I've warned the parent on several occassions that this is unacceptable. I've told white lies saying that neighbours have omplained and that if it happens again I run the risk of the council saying I can't work so early. Mum is so worried she wont be able to drop off at 7 that the warning works for about a week and then i have to remind them again.

In the house I only allow a limited number of activities as I have my own dh and children asleep at that time. colouring, tv, books, puzzles nothing else.

LittleLegsCM
09-05-2012, 06:55 AM
The 2 year old doesn't need any encouragement at all he can be a menace at the best of times lol but yeah the 9 year old doesn't really help the matter!

I have an extra large arts & crafts cupboard full to the brim and the 9yo does enjoy colouring so I think tomorrow I'll get the colouring books, paper and pencils out, a few cars and bits for the 2yo and shut off the playroo until at least 8am (or until we leave for school run if I can get away with it :p lol) Just to test for now, see if it makes a difference.

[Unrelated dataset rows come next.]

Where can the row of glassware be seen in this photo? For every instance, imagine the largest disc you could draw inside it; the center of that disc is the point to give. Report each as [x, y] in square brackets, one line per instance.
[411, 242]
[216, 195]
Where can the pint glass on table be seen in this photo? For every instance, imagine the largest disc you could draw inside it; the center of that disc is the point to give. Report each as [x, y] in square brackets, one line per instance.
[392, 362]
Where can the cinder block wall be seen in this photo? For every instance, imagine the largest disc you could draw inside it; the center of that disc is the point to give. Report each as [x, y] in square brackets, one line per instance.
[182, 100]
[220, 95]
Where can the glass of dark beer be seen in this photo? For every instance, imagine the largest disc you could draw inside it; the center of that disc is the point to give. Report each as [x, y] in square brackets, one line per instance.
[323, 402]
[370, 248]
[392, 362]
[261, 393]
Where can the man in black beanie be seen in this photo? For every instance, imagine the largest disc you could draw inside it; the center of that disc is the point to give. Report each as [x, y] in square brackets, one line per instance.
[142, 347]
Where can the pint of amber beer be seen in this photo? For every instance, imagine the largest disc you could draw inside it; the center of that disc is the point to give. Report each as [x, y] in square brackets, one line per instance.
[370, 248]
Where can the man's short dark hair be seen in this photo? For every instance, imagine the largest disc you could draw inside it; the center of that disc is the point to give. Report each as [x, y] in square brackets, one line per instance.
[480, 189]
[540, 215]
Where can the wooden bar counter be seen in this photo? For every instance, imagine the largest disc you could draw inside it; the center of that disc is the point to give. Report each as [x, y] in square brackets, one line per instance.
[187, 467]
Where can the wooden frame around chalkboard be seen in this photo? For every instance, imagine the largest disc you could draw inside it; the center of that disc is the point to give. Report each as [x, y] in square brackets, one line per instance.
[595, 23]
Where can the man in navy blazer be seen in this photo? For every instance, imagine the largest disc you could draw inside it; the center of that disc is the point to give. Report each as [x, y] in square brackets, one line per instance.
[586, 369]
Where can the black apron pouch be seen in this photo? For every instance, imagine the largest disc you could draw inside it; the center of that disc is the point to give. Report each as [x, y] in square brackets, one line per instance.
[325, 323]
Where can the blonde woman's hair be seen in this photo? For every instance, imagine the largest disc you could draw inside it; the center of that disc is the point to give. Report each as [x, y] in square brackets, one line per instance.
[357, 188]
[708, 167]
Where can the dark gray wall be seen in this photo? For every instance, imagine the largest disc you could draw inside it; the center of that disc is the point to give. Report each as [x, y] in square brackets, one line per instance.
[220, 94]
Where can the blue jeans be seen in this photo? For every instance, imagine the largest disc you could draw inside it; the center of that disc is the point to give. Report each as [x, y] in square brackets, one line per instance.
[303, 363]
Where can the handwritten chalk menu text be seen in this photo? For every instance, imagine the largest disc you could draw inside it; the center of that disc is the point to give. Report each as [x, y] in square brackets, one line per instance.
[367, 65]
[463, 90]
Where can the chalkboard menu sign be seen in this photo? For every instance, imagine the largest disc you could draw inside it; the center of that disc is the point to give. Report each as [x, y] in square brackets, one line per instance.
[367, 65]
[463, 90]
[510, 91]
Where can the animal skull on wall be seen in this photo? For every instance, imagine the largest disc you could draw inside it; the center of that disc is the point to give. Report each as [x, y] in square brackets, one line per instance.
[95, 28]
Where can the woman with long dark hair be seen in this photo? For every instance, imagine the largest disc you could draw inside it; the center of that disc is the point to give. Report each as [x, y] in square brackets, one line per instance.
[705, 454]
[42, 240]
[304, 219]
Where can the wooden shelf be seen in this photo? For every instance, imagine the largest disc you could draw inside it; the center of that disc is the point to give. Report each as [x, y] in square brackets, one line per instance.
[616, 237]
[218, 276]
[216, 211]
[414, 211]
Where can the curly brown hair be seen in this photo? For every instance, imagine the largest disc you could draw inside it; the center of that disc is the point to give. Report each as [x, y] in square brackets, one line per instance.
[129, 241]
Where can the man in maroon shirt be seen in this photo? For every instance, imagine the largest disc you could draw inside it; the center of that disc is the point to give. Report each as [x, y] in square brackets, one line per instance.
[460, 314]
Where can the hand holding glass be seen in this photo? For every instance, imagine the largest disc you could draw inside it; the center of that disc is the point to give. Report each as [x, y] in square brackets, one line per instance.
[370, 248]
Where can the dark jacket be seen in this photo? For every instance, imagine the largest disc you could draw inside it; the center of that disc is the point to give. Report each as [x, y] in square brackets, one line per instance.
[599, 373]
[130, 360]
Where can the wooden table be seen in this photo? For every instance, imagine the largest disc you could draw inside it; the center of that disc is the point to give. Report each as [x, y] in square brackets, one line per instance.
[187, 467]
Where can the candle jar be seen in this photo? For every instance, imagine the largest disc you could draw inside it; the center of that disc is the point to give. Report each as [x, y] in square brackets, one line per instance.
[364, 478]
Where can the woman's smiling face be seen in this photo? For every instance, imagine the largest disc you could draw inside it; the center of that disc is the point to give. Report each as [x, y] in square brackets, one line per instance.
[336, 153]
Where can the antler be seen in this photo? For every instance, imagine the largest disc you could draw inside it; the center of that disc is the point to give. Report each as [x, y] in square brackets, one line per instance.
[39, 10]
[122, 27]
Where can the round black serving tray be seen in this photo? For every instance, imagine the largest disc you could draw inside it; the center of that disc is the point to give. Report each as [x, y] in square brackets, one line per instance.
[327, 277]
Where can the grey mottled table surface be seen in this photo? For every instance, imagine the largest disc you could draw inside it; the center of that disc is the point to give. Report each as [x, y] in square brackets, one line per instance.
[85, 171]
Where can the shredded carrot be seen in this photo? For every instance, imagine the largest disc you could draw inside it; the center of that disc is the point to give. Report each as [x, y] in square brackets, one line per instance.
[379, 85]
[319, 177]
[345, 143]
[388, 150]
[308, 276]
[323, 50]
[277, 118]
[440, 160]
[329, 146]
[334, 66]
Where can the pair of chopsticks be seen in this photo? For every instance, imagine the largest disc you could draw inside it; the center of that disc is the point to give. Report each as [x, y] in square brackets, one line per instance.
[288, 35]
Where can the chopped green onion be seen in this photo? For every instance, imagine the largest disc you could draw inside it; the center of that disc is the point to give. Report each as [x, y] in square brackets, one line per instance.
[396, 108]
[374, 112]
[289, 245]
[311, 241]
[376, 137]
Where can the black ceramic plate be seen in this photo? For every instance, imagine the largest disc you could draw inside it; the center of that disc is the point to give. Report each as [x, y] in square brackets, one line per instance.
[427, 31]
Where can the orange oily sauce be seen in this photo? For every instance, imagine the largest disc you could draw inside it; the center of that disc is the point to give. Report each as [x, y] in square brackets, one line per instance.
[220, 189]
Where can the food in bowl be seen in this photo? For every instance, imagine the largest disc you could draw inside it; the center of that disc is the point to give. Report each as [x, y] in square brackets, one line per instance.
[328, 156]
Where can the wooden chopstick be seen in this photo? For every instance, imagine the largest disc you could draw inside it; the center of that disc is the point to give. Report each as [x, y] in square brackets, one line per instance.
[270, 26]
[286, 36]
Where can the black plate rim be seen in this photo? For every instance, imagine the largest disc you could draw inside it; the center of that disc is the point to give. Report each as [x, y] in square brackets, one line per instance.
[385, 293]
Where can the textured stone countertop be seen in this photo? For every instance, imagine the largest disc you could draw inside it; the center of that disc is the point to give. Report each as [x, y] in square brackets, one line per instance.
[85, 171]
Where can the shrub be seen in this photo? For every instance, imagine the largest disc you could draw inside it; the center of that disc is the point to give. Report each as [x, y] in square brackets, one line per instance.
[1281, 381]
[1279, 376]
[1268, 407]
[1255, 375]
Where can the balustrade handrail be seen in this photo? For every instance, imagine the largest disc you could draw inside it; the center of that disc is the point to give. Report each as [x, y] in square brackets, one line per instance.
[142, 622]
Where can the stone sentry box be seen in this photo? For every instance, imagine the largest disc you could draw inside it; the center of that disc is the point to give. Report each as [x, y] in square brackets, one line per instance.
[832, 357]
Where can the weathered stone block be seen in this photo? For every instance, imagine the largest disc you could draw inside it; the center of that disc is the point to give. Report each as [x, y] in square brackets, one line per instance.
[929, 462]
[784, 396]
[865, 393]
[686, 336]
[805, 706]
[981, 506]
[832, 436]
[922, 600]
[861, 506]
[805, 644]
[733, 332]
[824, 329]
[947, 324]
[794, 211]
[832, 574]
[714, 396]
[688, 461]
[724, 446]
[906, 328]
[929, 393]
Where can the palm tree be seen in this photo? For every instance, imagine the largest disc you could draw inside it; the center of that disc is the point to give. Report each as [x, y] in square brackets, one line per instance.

My little boy and husband normally stay upstairs until 8ish getting ready for the day & stuff but a few times he's come running down to make sure I'm ok and not pulled my hair out lol x

onceinabluemoon
09-05-2012, 07:07 AM
I can't shut off my playroom as it's our main downstairs room, but I have a 'no noisy toys before school' rule and this goes for shouting and banging too. My mindees are younger than yours so if mine can understand it then yours should be able to.

What about using a non verbal noise of some type (e.g. a timer which you can just set for a few seconds or a buzzer or bell) which you can click so they hear it and regulate themselves (obviously you'd have to press it but you wouldn't have to keep telling them off). Would this work?

Other than that then yes shut off the playroom, and offer quieter activities. It's not as if you haven't tried other ways first and the 9 YO is quite old enough to understand to keep the noise down (I presume he has no additional needs?).